Rasputin was an ordinary man from the middle of nowhere who suddenly became a mystic in his 30s and somehow rose to be the confidante (and maybe more) of Tsarina Alexandra, partly because of his uncanny ability to heal the pain and bleeding suffered by her haemophiliac son, Alexei. A divisive figure, loved by most who came under his spell (particularly women – the evidence of Rasputin as sexual predator is legion) but hated by most in the Russian establishment and seen as a cipher for Tsar Nicholas’ ineptitude, which grew to uncontrollable anger in the light of Russian military failings in World War 1. Having decided that Rasputin was a threat to the empire, Prince Felix Yusupov and a group of nobles assassinated him on 30th December 1916.

These essential building blocks of Rasputin’s biography are all present and correct in Yuka Oishi’s new ballet.
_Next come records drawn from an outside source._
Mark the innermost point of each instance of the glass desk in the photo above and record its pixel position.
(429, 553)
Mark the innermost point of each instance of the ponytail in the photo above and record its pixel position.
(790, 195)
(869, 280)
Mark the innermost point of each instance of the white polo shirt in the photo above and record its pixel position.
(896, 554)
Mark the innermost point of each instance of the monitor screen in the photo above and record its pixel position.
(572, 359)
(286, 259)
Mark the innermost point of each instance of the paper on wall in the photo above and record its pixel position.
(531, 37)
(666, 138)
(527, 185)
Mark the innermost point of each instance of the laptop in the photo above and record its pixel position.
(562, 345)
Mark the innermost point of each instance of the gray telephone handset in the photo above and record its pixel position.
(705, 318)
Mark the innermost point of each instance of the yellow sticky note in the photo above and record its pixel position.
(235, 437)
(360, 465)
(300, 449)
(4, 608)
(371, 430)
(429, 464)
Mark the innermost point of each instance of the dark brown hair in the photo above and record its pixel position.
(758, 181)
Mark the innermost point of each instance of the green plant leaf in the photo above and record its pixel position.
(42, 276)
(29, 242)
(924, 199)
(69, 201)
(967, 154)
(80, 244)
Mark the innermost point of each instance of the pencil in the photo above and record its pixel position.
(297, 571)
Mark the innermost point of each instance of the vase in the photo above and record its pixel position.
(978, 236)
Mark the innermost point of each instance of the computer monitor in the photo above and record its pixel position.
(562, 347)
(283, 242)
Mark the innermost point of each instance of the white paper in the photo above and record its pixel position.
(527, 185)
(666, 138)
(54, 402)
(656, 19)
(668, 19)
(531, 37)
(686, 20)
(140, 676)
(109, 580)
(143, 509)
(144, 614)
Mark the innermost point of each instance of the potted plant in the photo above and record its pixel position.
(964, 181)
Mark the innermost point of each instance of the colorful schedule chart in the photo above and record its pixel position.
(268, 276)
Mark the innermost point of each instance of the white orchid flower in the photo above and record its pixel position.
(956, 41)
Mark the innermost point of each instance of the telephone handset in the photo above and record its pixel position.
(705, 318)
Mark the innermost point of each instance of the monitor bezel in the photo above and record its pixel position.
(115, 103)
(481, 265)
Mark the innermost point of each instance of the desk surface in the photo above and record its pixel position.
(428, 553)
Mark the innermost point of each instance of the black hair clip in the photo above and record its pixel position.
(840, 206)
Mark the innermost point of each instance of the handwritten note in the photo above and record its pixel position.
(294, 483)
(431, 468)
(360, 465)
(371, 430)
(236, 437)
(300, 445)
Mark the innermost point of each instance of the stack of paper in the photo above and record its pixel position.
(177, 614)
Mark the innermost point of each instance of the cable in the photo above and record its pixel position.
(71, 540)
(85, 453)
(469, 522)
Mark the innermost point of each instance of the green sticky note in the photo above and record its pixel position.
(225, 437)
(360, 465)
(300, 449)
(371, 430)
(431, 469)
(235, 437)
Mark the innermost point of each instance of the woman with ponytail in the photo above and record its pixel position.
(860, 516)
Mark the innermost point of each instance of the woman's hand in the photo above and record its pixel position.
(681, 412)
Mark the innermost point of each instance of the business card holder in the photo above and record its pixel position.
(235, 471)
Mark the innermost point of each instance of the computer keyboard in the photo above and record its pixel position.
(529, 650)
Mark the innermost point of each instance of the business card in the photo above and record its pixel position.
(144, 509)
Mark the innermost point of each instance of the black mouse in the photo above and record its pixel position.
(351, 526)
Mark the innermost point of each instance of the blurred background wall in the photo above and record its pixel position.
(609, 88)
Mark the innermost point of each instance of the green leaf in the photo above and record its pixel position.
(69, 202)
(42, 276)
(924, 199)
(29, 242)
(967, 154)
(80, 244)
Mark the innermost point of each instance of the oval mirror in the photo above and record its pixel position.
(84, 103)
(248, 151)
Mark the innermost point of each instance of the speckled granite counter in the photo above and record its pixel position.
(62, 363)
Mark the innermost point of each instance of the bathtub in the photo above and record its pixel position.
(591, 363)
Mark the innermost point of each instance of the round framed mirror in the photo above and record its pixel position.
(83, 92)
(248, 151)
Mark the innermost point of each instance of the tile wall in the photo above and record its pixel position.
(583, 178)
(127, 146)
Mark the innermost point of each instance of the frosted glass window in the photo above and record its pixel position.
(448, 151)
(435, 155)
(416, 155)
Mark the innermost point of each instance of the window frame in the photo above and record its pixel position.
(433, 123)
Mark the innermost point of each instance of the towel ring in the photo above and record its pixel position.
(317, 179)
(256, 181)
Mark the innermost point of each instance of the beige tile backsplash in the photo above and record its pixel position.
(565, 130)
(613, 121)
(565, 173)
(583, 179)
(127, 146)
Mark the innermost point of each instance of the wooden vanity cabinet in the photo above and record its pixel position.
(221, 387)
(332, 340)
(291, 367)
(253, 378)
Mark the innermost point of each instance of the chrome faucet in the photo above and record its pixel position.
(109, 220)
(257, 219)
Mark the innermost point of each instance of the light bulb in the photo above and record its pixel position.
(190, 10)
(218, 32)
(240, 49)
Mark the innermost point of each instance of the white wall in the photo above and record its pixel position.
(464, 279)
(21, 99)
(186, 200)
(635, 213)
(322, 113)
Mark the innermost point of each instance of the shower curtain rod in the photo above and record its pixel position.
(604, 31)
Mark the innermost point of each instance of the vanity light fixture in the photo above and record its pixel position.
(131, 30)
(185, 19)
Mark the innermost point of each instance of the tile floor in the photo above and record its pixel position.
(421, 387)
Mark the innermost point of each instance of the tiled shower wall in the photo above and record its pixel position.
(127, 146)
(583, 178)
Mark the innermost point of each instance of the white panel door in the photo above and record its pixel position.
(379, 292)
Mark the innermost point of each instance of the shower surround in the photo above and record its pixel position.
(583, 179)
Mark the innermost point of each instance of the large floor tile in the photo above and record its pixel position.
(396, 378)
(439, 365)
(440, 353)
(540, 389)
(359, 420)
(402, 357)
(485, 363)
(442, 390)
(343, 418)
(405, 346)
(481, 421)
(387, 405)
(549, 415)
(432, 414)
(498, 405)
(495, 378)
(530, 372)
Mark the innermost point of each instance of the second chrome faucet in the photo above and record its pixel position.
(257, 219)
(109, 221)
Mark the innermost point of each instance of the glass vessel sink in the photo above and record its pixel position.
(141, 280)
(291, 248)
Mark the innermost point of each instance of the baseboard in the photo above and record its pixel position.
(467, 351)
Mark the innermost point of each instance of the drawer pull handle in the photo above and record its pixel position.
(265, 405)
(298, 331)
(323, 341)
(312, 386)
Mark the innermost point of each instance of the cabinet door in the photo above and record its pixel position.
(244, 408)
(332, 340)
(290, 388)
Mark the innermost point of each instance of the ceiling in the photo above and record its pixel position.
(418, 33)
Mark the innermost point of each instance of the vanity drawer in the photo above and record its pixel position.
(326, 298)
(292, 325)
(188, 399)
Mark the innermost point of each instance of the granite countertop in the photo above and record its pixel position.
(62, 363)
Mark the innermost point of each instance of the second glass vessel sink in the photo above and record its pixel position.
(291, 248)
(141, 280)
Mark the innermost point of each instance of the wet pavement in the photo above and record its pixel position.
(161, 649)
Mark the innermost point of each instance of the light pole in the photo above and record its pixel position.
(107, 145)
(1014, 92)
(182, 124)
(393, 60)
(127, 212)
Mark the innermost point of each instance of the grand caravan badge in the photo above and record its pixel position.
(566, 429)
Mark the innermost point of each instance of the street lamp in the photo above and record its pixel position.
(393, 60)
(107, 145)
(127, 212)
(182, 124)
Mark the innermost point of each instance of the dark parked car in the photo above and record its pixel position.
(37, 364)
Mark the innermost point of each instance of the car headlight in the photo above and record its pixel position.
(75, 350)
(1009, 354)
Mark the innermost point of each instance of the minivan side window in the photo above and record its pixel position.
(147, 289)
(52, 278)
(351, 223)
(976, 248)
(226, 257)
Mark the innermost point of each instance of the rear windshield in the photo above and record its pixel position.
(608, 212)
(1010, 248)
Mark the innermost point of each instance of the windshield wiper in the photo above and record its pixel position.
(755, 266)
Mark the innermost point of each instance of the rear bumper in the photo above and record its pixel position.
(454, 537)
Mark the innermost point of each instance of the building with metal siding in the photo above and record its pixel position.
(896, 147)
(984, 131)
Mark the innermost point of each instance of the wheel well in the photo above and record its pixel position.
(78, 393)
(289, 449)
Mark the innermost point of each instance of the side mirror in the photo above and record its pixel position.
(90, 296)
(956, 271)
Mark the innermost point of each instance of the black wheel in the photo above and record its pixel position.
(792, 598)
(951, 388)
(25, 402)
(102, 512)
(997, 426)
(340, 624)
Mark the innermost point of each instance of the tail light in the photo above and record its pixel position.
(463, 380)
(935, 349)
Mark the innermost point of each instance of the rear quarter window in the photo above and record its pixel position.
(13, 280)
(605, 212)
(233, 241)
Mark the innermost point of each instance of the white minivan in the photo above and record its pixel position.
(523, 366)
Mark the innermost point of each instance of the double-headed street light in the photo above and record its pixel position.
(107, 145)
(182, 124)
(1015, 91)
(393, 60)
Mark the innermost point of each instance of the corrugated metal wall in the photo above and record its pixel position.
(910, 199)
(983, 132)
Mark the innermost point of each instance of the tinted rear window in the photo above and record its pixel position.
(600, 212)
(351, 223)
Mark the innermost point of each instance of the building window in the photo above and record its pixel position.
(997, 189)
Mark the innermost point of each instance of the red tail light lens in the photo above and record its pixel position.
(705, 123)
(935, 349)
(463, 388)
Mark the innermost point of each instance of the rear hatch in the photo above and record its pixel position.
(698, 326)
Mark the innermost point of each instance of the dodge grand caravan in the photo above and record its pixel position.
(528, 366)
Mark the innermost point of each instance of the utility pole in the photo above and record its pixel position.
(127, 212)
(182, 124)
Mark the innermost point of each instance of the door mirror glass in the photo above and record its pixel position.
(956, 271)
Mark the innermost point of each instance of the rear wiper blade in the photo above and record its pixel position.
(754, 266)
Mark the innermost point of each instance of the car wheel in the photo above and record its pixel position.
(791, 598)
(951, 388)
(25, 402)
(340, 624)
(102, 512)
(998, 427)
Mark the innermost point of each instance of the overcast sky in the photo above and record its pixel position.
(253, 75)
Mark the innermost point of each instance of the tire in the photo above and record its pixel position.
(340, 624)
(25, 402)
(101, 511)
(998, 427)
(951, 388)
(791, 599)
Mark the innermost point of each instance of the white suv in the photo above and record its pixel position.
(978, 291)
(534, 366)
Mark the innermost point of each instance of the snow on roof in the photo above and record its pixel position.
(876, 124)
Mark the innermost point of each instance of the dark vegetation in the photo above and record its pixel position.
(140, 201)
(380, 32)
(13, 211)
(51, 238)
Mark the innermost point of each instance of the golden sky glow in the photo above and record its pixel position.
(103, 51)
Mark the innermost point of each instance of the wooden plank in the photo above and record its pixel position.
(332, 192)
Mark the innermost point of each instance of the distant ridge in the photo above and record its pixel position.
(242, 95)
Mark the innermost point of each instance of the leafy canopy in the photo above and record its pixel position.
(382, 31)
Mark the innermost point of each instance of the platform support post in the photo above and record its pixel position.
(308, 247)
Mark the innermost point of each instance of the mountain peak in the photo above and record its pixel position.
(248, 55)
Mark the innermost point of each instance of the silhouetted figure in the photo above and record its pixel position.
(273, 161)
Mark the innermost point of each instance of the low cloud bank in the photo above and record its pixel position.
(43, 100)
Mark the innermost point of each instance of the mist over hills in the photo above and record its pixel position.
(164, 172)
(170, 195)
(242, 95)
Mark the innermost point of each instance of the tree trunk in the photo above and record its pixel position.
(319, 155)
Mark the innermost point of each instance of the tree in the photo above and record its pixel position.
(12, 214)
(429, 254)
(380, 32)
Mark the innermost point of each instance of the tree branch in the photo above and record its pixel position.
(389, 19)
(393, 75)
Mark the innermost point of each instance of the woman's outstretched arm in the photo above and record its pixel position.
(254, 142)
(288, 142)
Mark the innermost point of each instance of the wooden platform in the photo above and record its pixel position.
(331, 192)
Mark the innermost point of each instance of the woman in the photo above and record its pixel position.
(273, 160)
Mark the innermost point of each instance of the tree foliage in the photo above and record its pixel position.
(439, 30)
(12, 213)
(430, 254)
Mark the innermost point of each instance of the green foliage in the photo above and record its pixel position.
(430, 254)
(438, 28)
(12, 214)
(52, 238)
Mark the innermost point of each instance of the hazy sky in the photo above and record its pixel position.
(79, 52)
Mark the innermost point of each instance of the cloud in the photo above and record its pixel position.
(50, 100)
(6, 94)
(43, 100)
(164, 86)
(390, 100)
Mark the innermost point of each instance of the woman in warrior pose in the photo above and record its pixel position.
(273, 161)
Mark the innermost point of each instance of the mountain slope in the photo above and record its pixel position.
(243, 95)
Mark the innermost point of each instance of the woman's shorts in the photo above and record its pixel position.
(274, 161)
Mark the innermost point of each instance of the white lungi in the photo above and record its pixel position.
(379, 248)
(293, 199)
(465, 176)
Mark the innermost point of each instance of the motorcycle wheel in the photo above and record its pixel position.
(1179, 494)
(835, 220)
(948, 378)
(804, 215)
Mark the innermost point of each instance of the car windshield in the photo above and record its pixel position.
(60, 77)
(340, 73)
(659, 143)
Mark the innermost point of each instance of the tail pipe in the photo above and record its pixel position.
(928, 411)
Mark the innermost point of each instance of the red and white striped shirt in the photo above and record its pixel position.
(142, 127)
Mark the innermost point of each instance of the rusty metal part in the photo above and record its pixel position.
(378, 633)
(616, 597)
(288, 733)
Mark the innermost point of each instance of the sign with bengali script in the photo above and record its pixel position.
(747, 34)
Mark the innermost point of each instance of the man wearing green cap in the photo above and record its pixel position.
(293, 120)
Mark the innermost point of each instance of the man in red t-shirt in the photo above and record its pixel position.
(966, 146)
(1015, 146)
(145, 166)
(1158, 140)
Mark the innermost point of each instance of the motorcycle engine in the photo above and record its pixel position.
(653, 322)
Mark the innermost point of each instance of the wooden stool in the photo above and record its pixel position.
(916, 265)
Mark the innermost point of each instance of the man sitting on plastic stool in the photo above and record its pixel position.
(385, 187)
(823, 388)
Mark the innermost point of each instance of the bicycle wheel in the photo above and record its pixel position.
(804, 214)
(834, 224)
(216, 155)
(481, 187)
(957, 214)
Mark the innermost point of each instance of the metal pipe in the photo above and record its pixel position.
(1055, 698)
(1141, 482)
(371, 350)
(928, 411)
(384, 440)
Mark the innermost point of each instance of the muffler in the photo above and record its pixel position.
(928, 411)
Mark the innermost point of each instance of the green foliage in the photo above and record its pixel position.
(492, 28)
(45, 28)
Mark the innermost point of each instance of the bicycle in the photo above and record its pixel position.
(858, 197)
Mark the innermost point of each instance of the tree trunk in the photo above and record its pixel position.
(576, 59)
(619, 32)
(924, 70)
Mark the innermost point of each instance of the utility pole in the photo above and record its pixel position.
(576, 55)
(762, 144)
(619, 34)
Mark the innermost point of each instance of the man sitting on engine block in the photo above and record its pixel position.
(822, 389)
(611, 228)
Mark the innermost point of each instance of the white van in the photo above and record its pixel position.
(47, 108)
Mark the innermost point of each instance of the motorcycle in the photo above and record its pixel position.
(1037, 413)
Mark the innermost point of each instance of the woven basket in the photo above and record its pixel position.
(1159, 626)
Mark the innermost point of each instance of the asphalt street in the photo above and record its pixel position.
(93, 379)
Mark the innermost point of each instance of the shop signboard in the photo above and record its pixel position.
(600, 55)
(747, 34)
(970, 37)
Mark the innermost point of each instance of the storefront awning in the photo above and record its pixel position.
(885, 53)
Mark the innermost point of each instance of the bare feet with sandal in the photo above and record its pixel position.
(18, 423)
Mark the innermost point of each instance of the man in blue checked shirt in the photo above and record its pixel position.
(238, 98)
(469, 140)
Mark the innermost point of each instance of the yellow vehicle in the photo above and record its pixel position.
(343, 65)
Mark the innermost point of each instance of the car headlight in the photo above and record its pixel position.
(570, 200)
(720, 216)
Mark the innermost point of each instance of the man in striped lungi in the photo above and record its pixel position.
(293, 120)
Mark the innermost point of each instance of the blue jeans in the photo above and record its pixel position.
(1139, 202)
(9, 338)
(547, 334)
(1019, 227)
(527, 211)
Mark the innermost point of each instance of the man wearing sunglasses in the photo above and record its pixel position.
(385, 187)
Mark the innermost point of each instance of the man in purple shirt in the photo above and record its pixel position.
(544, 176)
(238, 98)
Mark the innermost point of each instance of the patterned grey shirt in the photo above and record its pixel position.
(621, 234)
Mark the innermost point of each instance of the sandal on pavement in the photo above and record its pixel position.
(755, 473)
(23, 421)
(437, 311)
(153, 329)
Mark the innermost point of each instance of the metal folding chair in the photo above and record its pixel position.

Even the alleged need for Yusupov (and his unseen crew) to kill Rasputin several times over is clear, because after poison and gunshots, he kept reviving before eventually being dumped in the frozen Neva. His care and concern for the Tsarevich Alexei, the resultant devotion from Alexandra and the stoic support of the Tsar are all evident in carefully constructed passages and intelligible characterisations. Fifteen-year-old Djordje Kalenic gave a splendid cameo as the Tsarevich with Elena Ilinykh and Alexey Lyubimov as his earnest and devoted parents, albeit ineffectual as the rulers of that great empire.

Sergei Polunin (Rasputin) and Johan Kobborg (Yusupov) © Vitaly Krivtsov
Sergei Polunin (Rasputin) and Johan Kobborg (Yusupov)
© Vitaly Krivtsov

The ballet also benefits from simple and effective set designs by the multi-talented Otto Bubeníček, large chess pieces that served double duty as chairs and the handgun with which Rasputin was assassinated. The set reminded me (and not just because of chess) of the serviceable stagings that graced the birth of new British ballets by De Valois, Ashton and Helpmann in the 1930s and 40s. The score by Kirill Richter – one of the most sought after in the new generation of Russian composers – has tremendous power, sweeping in its symphonic range and suggestively descriptive.

Towering above all of this are two almighty performances. It is a welcome pleasure to revisit Johan Kobborg’s rich sense of dance theatre. His interpretation of the complex personality of Yusupov was lavishly and expressively detailed and he is in fine shape, dancing with assured precision, even in high-heeled shoes.

Sergei Polunin (Rasputin) © Vitaly Krivtsov
Sergei Polunin (Rasputin)
© Vitaly Krivtsov

Polunin is Rasputin, a titanic, totemic performance, revealing many facets of this controversial figure. When dancing in the simple peasant’s smock in which Rasputin is most popularly represented in the global psyche, the crown of Vladimir Putin’s head, famously tattooed on Polunin’s upper chest, was clearly visible, which seemed strangely relevant to the purpose. Polunin used the whites of his eyes to memorable effect, portraying the febrile mania of Rasputin in expressive characterisation and frenetic bouts of solo dancing, deliberately rough around the edges in ferocious multiple spins and frenzied jumps, which were routinely applauded mid-performance by an audience clearly in thrall to his talent. Wherever one stands on Polunin, the man, there is no doubt that this extraordinary performer retains a mesmeric stage persona and Rasputin is a role for which he was destined.